By the evening the situation was such that people were thronging ATMs to withdraw as much cash as they could, gas stations saw long queues of customers waiting to get not only the tanks of their vehicles filled bust also the jerry cans they brought along to horde fuel. The grocers found it very hard to deal with the huge crowds of panic buyers trying to replenish the store houses of their homes. Even the chemists and druggists exhausted their stocks as people bought drugs for the ailing fearing that they might not be able to find any in coming days. And amid all this, people were calling their friends and relatives, trying to get some sense of what was happening, and still more importantly, what all was in store. Social media was also agog with all sorts of speculations and wild guesses – panic-struck people sharing their fears without any hitches and hiccups.

In the wake of this panic, the government was expected to say something and come clean on certain things – at least on the fears that were, in the first place, generated by its own circulars, but nothing of the sort happened. So in the absence of any authoritative explanation coming from the official circles, people were pushed to make guesses as to what it meant that the leaves of doctors have been cancelled and that they have been asked to report on duty by Monday. Or that the hospitals were directed to work as trauma centres. Or for that matter the stores and ration depots of the Civil Supplies and Consumer Affairs department were asked to distribute and dispense with rations as soon as possible. The overly high concentration of passenger buses outside the Police Control Room – lining up both sides of the road from Fire and Emergency Services headquarters to Jehangir Chowk and even in the interiors of Batamaloo during the day was also an extraordinary thing which added to the confusion.
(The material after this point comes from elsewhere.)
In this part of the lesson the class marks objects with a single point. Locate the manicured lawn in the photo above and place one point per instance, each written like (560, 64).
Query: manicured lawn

Day after – on Sunday – the government no doubt finally came up with clarifications explaining some of the developments that took place Saturday, but it is even at its best only ‘too little, too late’, for it can in no way undo the trauma that ordinary people faced here on the preceding day. In a place like Kashmir which has been sitting on the edge in the aftermath of Pulwama suicide attack, the lack of government concern with the public panic bordered on insensitivity and cannot be overlooked, for there are so many potential risks in allowing the rumours to replicate for facts, which any administration is duty-bound to share with the citizenry on such occasions and in such tense situations. The government will have to do some explaining about it, and more than that, also take all those people to task who allowed the situation to go adrift as it went on Saturday.